On June 24, 2016, Attorney General Andy Beshear released an
opinion in In re: Daniel
Konstantopoulos/Office of the Clark County Judge-Executive, 16-ORD-128
covering two issues of an open records appeal
Konstantopoulos requested all pay stubs of the Clark County treasurer on Jan. 17, 2016. A snow storm had closed the
county’s offices for several days.
On Jan. 24, 2016, Konstantopoulos had received no response and
filed an appeal with the attorney general. The following day, the county attorney hand-delivered the requested documents to Konstantopoulos at the
meeting of the fiscal court.
Konstantopoulos supplemented his appeal,
challenging both the time and the redactions of gross wages, taxes, and net
pay. The judge-executive responded “unintentional human error” and his
failure to find the statutory basis for redacting the pay stubs contributed to
the delay. The county asked the attorney general to dismiss the appeal after the
records were provided because the county complied with the intent of
the law.
Beshear disagreed, stating that KRS 61.880(1) provides agencies three days – excluding Saturdays, Sundays and legal holidays – after the request is received. He also stated that the legislature did not include natural things like bad weather when drafting this section of the statute, and his office is required to decide appeals by the language of the statute.

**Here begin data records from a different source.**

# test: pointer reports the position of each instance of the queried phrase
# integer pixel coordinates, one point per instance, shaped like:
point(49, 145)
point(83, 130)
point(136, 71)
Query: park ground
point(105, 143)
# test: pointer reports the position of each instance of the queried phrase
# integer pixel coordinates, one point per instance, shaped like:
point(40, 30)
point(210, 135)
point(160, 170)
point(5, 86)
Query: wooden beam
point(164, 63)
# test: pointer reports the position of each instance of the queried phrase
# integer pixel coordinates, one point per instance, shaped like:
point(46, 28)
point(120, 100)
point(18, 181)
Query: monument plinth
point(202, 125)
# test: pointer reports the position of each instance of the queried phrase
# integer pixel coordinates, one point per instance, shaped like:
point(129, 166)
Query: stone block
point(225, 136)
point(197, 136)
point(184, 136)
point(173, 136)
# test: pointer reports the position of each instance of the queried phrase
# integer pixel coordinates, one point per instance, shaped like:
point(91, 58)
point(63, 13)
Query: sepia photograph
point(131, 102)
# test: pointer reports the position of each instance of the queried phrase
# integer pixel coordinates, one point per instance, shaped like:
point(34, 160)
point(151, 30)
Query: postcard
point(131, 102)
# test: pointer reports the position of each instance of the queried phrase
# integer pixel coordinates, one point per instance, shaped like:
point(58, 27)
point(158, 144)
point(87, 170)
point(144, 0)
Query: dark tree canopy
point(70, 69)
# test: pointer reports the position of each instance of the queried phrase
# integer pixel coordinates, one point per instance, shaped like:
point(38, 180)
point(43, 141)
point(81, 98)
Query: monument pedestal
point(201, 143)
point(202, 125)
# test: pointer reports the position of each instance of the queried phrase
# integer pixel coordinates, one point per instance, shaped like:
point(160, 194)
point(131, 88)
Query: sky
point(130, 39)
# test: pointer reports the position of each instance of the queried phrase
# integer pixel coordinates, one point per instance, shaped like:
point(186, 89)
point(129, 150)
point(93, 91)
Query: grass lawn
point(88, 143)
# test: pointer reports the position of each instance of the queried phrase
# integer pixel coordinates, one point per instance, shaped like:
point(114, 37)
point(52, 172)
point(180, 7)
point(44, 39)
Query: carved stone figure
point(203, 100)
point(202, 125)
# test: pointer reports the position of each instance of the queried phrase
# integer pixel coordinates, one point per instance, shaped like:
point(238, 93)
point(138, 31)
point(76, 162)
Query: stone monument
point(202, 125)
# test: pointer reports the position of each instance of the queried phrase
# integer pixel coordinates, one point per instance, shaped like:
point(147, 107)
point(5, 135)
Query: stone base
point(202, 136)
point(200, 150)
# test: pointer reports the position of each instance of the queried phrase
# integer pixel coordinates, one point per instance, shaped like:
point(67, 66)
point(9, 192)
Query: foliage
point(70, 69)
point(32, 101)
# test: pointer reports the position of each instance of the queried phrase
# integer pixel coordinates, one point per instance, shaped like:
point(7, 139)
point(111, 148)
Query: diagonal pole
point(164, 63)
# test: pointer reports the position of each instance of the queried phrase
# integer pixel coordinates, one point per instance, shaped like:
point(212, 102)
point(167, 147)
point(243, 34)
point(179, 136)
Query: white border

The other issue revolved around the redaction of sections
of the pay stubs. Beshear determined that the judge-executive must provide Konstantopoulos
with copies of the requested pay stubs with the salary and incentive
pay not redacted. The attorney general's office found that only
showing gross pay on the stubs did not fulfill the office’s legal obligations
to disclose all nonexempt entries on a pay stub.